In a downstairs bedroom closet, he found some diamond rings, and in a locked hideaway drawer that took him all of two minutes to jimmy, he found a bag of stones, a few emeralds, some diamonds, and eighteen gold coins. He also found $800 in cash-about $250 in a money clip in a man’s overcoat and the rest in one of the wife’s designer purses.
Plus a safe-deposit box key.
There would be more loot upstairs. He settled into an overstuffed leather chair in a corner of the den and waited. They were still going at it, Jennifer shrieking every few seconds, followed by a low grunt like a dog barking. Sometimes the timing worked out so that Jennifer’s shrieks followed a thunderclap. Flash, boom, shriek, bark. Flash, boom, shriek, bark.
And then it was over. It was quiet upstairs but the storm still raged outside. He settled into a comfortable chair and waited. The.380 automatic in his lap kept him company.
On the wall were signed photos of former U.S. presidents: Reagan, Bush, Bush. There were other photos on the mantel. In one of them, a man in a clergy collar, Church, stood in a dusty village surrounded by dark-skinned children staring up at him as though they thought he might be lost. A mangy-looking dog warily sniffed the man’s pants leg. In another photo, State was shaking hands with an Arab man wearing an expensive suit and a headscarf. There was one photo of State with his wife and daughter. The daughter was good-looking in an anorexic way. A flap of skin on the wife’s left eyelid was the only sign of relief on an otherwise hard, tight countenance. State was broad and jowly and tanned the color of roast ham.

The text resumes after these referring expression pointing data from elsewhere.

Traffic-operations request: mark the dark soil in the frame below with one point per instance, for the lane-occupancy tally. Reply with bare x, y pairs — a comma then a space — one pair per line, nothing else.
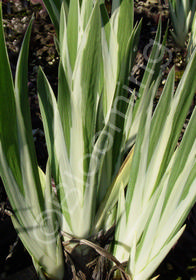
181, 261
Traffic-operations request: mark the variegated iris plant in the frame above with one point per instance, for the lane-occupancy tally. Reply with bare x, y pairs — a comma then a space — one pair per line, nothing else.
181, 13
113, 159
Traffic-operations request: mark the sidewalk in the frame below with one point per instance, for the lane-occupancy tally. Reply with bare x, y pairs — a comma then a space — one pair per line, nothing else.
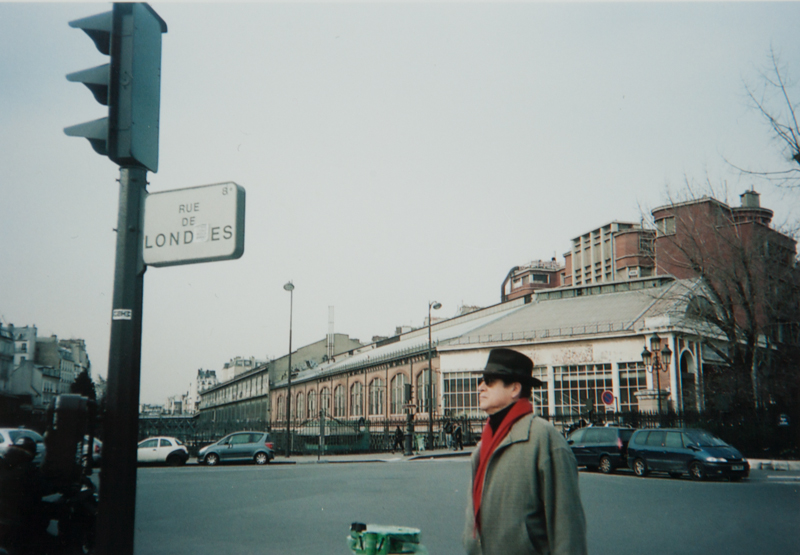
755, 464
371, 457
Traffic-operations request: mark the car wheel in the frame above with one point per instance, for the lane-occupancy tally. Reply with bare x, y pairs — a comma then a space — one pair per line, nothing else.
696, 471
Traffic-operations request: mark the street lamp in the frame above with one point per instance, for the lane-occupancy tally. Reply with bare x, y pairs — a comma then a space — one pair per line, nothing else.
435, 306
660, 362
290, 288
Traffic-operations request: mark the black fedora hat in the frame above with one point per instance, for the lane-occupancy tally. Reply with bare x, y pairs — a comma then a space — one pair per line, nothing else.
511, 365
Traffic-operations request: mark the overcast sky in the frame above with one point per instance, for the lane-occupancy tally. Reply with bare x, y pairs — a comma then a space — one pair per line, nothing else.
391, 155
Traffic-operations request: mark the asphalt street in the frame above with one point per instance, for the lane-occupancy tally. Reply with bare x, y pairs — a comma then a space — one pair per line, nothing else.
308, 508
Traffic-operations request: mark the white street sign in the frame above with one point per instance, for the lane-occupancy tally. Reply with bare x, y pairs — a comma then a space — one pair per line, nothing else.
197, 224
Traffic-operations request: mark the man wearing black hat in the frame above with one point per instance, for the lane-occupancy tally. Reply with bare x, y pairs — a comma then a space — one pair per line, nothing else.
525, 496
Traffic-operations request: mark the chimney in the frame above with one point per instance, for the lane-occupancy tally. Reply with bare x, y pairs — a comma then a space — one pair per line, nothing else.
750, 199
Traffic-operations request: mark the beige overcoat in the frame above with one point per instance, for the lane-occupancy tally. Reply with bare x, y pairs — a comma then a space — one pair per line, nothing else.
531, 503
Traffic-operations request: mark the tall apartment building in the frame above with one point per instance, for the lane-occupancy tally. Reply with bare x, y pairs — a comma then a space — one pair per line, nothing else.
524, 280
617, 251
708, 224
205, 379
50, 352
238, 365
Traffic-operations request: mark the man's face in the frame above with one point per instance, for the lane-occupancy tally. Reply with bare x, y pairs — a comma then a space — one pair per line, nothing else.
494, 395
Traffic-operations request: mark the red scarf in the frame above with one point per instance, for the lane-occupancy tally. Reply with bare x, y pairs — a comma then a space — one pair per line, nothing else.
489, 442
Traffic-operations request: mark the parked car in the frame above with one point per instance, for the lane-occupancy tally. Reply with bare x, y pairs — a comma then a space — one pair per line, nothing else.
239, 446
162, 449
685, 450
9, 435
97, 450
603, 448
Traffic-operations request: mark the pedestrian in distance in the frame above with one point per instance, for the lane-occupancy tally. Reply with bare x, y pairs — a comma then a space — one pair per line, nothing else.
458, 438
525, 497
398, 440
448, 433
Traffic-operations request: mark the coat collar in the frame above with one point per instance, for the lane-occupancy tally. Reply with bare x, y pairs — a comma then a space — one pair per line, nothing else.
520, 431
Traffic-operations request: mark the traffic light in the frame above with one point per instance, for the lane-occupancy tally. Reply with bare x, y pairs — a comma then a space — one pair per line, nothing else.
130, 84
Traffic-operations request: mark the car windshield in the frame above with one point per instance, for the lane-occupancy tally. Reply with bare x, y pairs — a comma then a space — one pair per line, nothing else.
702, 438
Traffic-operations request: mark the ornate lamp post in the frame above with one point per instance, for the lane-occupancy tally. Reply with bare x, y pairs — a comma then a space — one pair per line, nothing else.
657, 362
290, 288
435, 306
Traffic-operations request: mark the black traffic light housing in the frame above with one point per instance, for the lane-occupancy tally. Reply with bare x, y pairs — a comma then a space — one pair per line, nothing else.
130, 84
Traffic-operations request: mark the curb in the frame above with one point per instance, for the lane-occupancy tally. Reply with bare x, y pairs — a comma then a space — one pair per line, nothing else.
774, 465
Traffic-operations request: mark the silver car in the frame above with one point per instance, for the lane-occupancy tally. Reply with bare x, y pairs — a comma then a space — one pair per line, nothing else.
239, 446
9, 435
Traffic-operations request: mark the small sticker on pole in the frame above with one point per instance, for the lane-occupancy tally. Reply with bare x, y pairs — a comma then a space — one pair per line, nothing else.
122, 314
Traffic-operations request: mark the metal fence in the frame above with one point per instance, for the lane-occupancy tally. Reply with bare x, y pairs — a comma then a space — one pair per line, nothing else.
758, 434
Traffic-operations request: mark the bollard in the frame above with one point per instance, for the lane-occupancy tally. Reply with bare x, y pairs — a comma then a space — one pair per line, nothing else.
375, 539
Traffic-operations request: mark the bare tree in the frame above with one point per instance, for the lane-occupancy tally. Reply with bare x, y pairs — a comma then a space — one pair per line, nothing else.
751, 287
771, 99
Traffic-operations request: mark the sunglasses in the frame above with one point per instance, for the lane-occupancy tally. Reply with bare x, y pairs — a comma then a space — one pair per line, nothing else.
488, 380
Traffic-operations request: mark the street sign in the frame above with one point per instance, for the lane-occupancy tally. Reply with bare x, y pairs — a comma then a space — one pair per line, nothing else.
197, 224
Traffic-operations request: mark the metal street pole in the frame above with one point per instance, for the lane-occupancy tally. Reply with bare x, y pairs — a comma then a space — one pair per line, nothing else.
435, 306
117, 508
290, 288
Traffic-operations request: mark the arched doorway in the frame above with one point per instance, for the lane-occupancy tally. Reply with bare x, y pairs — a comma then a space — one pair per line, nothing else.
688, 369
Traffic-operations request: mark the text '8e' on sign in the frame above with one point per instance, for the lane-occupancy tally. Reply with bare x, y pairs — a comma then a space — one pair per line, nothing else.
197, 224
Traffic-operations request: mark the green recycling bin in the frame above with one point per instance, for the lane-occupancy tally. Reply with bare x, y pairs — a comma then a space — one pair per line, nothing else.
375, 539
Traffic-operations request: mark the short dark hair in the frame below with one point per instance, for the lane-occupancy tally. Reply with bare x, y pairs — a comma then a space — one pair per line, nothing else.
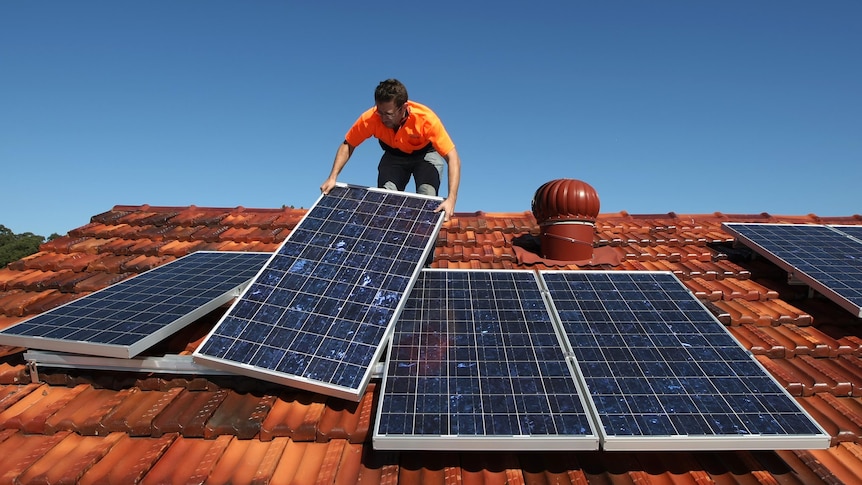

On a side table next to the chair was a leather portfolio, and atop that, a hardcover novel in a red dust jacket. Keeping one eye on the staircase, he flipped open the portfolio and leafed through the contents. Corporate documents and memos, the jargon so dense and odd it could have been from an alternate universe. There was a handwritten note from someone named Eric. Bob, it said, we need to run through all this with a fine-tooth comb. Need to check the precedents on moral hazard because it will probably come up.
Leafing through the rest of the document, he found the words moral hazard, punctuated with a question mark, scribbled in the margins of almost every other page. The handwriting appeared to be the same as the guy who had scrawled the note.
He tossed the portfolio aside and picked up the novel in the red dust jacket. The title was No Country for Old Men. Post-it flags jutted out like yellow teeth. Flipping through, he saw that lengthy passages had been underscored with a red felt-tip pen. Weird.
A creak on the stairs. Jennifer, not exactly tiptoeing but carrying her high-heeled boots under her arm. Tucking some folded currency into her purse.
“Hey,” she said.
He still hadn’t replied when she reached the last step.
“Don’t worry,” she said. “He’s out. He sleeps hard.”
Slim nodded. “I’m not here.”
A quick glance around the room, her eyes coming to rest on the.380. She swallowed hard. “Baby, I’m so not here, either.”
“Right.”
She paused to slip on the boots and zip them up, then left. He locked behind her.
He started for the stairs, then decided to give her more time to get down the road.
He went back to the chair and picked up the novel, using the gun barrel to hold it open. The book started out with a drug deal gone sour out in Big Bend. Bodies piled up quickly. The killer had some of the best lines, but the real pontificator was the old Texas sheriff. Gruff and as reactionary as the Old Testament, the old fart seemed to believe that all the violence and decay in the world today is our own fault, because we’ve been too liberal and permissive and have lost our faith in God. The passages expressing these sentiments were the most frequently bookmarked and underlined.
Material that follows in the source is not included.